I only have booked a Worldmark unit once.  I have only tried to once, and got what I wanted for a week in the VIP discount period (Indio).  If you are a Club Wyndham Plus member, that is easy enough to check, go to the Worldmark resorts and check availably.  If short term availability is there for the resorts you want than that suggests there is plenty.


----------



## BocaBum99 (Nov 17, 2012)

lcml11 said:


> I only have booked a Worldmark unit once.  I have only tried to once, and got what I wanted for a week in the VIP discount period (Indio).  If you are a Club Wyndham Plus member, that is easy enough to check, go to the Worldmark resorts and check availably.  If short term availability is there for the resorts you want than that suggests there is plenty.



That is what you are worried about?  Do you realize that the amount of WorldMark inventory that you have access to via Club Wyndham Plus is very limited?

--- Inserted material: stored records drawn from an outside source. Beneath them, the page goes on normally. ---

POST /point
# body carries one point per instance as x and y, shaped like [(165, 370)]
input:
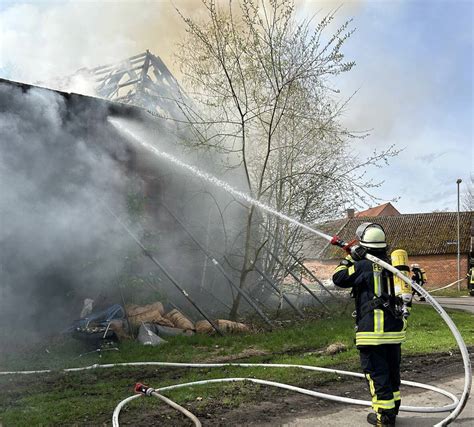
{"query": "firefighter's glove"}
[(358, 252)]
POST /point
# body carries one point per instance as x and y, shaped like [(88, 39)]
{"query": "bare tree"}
[(468, 196), (261, 90)]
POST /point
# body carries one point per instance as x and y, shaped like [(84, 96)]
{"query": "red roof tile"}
[(419, 234), (378, 211)]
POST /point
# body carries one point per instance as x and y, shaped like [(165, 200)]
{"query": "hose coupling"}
[(143, 389)]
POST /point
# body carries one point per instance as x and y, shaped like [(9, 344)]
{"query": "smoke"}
[(43, 41), (58, 245)]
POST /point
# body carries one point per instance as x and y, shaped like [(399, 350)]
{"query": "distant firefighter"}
[(419, 276)]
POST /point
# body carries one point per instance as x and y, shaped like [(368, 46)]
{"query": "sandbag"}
[(166, 331), (204, 327), (179, 320), (151, 313), (227, 326), (119, 327), (148, 337)]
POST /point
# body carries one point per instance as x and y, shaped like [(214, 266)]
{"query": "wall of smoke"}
[(58, 164), (211, 215)]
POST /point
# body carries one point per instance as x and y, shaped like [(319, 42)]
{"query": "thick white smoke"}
[(58, 245)]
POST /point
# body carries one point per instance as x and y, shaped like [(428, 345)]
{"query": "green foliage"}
[(89, 397)]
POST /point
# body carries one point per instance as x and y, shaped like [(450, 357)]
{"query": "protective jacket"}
[(419, 276), (378, 318)]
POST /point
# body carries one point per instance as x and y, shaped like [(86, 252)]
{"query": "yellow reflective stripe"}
[(372, 338), (379, 335), (340, 268), (376, 403), (378, 321), (383, 404), (371, 386), (361, 342), (377, 272)]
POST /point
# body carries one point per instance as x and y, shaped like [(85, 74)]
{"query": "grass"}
[(89, 397)]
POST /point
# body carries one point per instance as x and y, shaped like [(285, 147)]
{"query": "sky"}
[(413, 74)]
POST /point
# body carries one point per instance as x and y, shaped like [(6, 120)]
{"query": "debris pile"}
[(148, 322)]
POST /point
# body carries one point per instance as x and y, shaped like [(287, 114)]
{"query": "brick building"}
[(429, 238)]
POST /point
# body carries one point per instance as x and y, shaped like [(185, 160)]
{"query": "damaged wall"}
[(59, 161)]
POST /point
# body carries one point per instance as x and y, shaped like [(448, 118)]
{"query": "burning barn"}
[(71, 187), (90, 183)]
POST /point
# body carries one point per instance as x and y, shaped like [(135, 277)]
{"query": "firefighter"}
[(419, 276), (380, 326), (470, 285)]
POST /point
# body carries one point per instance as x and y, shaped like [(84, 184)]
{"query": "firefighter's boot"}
[(383, 418), (397, 406)]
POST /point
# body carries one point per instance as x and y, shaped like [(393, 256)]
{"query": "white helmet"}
[(371, 235)]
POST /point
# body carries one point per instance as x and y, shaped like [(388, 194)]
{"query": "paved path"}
[(355, 416), (462, 303)]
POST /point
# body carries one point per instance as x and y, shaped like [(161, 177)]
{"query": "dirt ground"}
[(277, 407)]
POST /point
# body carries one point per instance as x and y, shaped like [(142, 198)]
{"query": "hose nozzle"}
[(143, 389)]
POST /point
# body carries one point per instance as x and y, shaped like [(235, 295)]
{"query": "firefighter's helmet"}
[(371, 235)]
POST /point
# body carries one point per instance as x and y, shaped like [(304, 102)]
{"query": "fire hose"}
[(456, 406)]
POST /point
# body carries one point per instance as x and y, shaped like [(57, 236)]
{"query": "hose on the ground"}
[(152, 392), (340, 399)]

If you want access to WorldMark inventory, all you need to do is post a message on wmowners.com saying you want to do a trade for your Wyndham points.  You will have access to virually anything in WorldMark and direct exchange is a feature that Wyndham can't take away.   So, it doesn't matter who manages WorldMark the Club or who owns the right to sell inventory.


----------



## CraigWMF (Nov 17, 2012)

WorldMark is a huge cash cow for WYN.   I can't see them selling out.   TravelShare has generated a ton of extra cash for WYN.   They would have to be offered a very generous price to sell the Mgt contract.   The current WYN controlled WM Board will continue to award the contract to WYN.   This will be interesting to follow.


----------



## Rent_Share (Nov 17, 2012)

It's pure lies from the sleaziest timeshare salesmen in the industry (DRI) except Westgate

Let it die


----------



## EAM (Dec 12, 2012)

*Worldmark Resorts and Club Wyndham Plus - merging?*

I just noticed that several Worldmark resorts including Indio are now labeled as Club Wyndham Plus (no mention of Worldmark at all) in the WVO online directory.  E.g. the Indio resort is now called Wyndham Indio.   These resorts are now listed as managed by Wyndham.

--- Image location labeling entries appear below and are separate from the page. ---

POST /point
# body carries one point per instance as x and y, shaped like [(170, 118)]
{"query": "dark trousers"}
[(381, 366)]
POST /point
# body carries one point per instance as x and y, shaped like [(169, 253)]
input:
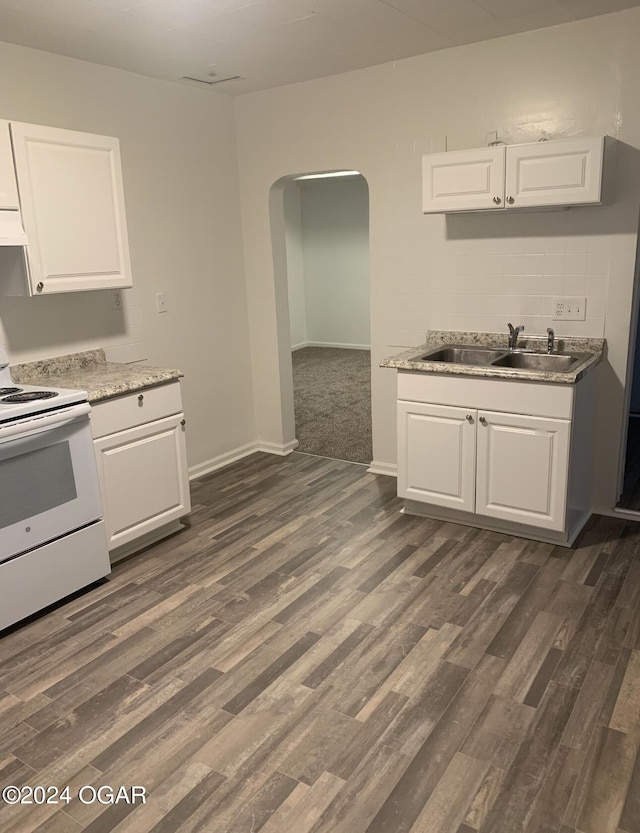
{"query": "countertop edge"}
[(403, 361)]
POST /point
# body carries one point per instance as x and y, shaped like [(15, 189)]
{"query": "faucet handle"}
[(550, 339)]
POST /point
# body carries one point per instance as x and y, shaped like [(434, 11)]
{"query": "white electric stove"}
[(52, 537)]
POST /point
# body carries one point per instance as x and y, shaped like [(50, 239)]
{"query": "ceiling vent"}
[(211, 82)]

What are the consequences of these change?


----------



## CO skier (Dec 12, 2012)

EAM said:


> I just noticed that several Worldmark resorts including Indio are now labeled as Club Wyndham Plus (no mention of Worldmark at all) in the WVO online directory.  E.g. the Indio resort is now called Wyndham Indio.   These resorts are now listed as managed by Wyndham.
> 
> What are the consequences of these change?



See this thread:

http://www.tugbbs.com/forums/showthread.php?t=182377


----------



## EAM (Dec 12, 2012)

CO skier said:


> See this thread:
> 
> http://www.tugbbs.com/forums/showthread.php?t=182377



Thank  you very much!  I missed the original thread.


----------